It looks like someone had a very happy holiday -- mainly web retailers. According to The Wall Street Journal, now that the Christmas smoke has cleared, final online sales numbers are showing a 15 percent increase over last year.
The WSJ gathered data from the research-firm comScore Inc., who is reporting that web sales between November 1 and December 26, 2011 came to a total of $35.4 billion. That's not just a huge jump for online sales in general, but the numbers actually outpaced U.S. retailers, who grew about 3.8 percent for the season.
The WSJ quotes Scot Wingo, the chief executive of ChannelAdvisor Inc., a company that helps more than 3,000 merchants sell goods online. Wingo says that items such as smartphones and tablets, including Apple's iPad and Amazon's Kindle Fire, helped to fuel a lot of those online sales. Amazon just announced Kindle sales figures, saying that the online retailer sold over 1 million Kindle devices per week, just in the month of December.
Amazon, in general, saw a hearty 53 percent increase between Thanksgiving and December 21, 2011.
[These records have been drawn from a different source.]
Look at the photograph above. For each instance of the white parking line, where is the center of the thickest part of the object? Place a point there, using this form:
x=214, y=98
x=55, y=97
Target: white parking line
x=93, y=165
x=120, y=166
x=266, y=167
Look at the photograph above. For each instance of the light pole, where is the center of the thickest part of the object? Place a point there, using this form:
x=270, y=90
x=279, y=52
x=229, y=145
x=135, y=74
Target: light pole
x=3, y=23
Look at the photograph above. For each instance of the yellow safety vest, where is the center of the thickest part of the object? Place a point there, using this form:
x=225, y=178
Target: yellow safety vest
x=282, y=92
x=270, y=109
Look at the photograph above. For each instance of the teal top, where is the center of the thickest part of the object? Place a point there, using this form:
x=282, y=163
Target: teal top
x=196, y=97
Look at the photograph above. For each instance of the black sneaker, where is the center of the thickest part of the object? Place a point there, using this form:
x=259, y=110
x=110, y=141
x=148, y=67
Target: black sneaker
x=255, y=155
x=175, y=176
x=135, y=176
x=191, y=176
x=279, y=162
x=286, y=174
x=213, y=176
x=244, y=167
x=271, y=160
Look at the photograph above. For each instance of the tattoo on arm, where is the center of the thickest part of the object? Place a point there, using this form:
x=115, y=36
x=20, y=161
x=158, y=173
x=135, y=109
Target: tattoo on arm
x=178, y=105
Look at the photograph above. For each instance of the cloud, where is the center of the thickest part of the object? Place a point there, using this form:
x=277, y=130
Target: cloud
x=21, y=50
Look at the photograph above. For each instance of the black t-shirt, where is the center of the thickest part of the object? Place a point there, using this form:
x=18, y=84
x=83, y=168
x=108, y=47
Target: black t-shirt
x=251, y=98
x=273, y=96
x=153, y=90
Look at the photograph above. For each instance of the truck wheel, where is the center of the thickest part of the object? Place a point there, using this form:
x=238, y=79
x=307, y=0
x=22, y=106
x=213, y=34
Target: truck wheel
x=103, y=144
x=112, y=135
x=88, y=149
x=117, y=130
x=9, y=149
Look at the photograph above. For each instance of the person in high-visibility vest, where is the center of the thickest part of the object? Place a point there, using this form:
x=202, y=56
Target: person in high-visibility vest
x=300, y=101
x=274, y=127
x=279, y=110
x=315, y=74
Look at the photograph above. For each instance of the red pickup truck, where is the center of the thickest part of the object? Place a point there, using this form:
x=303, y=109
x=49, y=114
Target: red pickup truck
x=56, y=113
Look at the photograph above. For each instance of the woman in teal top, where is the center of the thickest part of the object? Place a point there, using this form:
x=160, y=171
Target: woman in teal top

As further evidence that tablets and smartphones were the hot gift of the holiday season, comScore says that digital downloads of music, TV, movies, e-books and apps saw a nice increase on Christmas Day. On an average day during the 2011 holiday season-to-date (November 1 through December 26), Digital Content & Subscriptions accounted for 2.8 percent of retail e-commerce sales. However, on Christmas Day, the category accounted for more than 20 percent of sales.
Seasonal sales numbers also received a nice boost from Cyber Monday 2011. The Monday after Thanksgiving was the single biggest online shopping day for the second year in a row, raking in approximately $1.3 billion in sales. That number is up 22 percent from last year, says comScore.